An international and interdisciplinary team working at the Earth-Life Science Institute (ELSI) at the Tokyo Institute of Technology has modeled the evolution of one of biology’s most fundamental sets of building blocks and found that it may have special properties that helped bootstrap itself into its modern form. All life on Earth uses an almost universal set of 20 coded amino acids (CAAs) to construct proteins.

This set was likely “canonicalized” or standardized during early evolution; before this, smaller amino acid sets were gradually expanded as organisms developed new synthetic proofreading and coding abilities. The new study, led by Melissa Ilardo, now at the University of Utah; explored how this set evolution might have occurred.

Most fundamental sets

There are millions of possible types of amino acids; that could be finding on Earth or elsewhere in the universe, each with its own distinctive chemical properties. Indeed, scientists have found these unique chemical properties are what give biological proteins, the large molecules that do much of life’s catalysis, their own unique capabilities.

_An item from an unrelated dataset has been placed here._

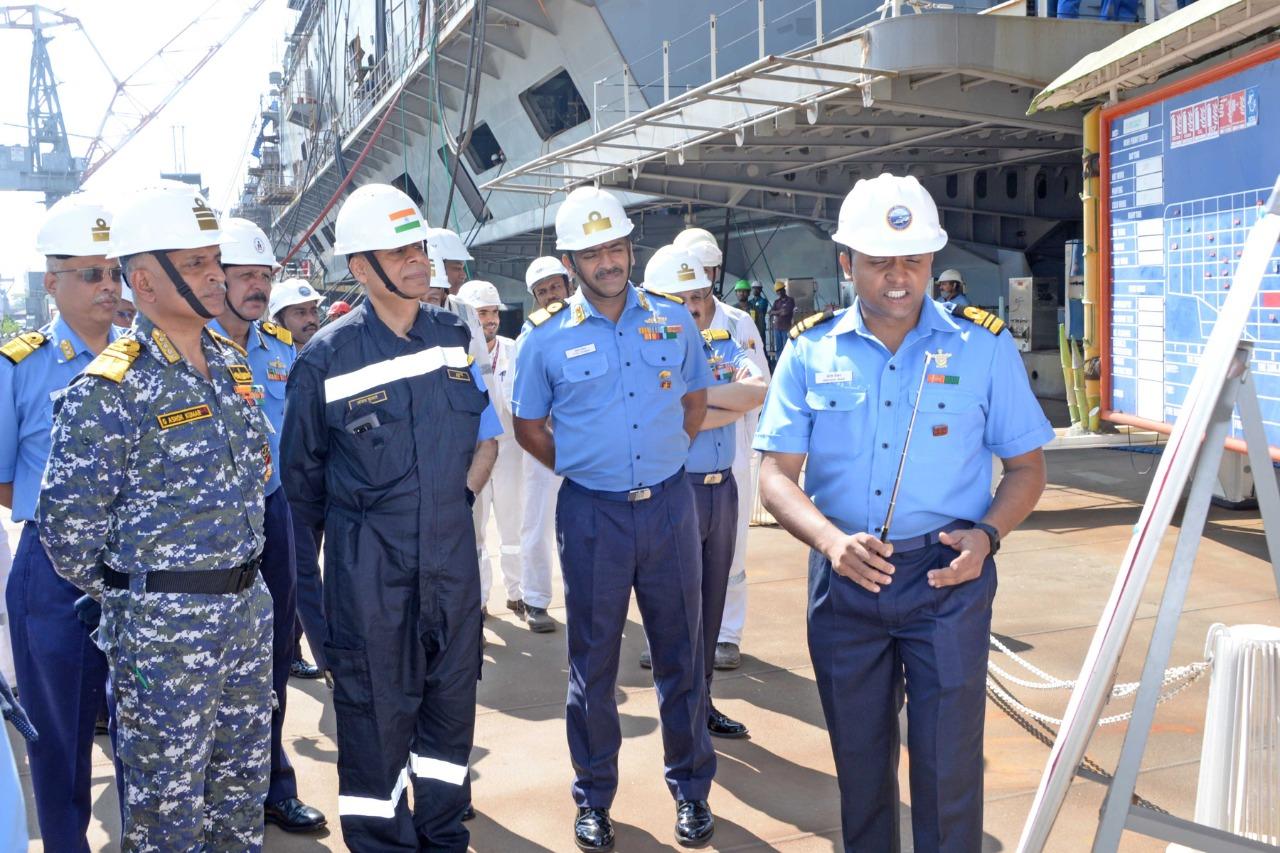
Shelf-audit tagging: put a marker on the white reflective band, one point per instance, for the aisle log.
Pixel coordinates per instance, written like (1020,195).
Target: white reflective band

The team had previously measured how the CAA set compares to random sets of amino acids; and found that only about 1 in a billion random sets had chemical properties as unusually distributed as those of the CAAs. The team thus set out to ask the question of what earlier; smaller coded sets might have been like in terms of their chemical properties. There are many possible subsets of the modern CAAs or other presently uncoded amino acids that could have comprised the earlier sets.

Chemical properties

The team calculated the possible ways of making a set of 3-20 amino acids; using a special library of 1913 structurally diverse “virtual” amino acids they computed; and found there are 1048 ways of making sets of 20 amino acids. In contrast, there are only 1019 grains of sand on Earth; and only 1024 stars in the entire universe. There are just so many possible amino acids, and so many ways to make combinations of them; a computational approach was the only comprehensive way to address this question.

Efficient implementations of algorithms based on appropriate mathematical models allow us to handle even astronomically huge combinatorial spaces; adds co-author Markus Meringer of the German Center for Air and Space. As this number is so large that they using statistical methods to compare; the adaptive value of the combined physicochemical properties; of the modern CAA set with those of billions of random sets of three to 20 amino acids.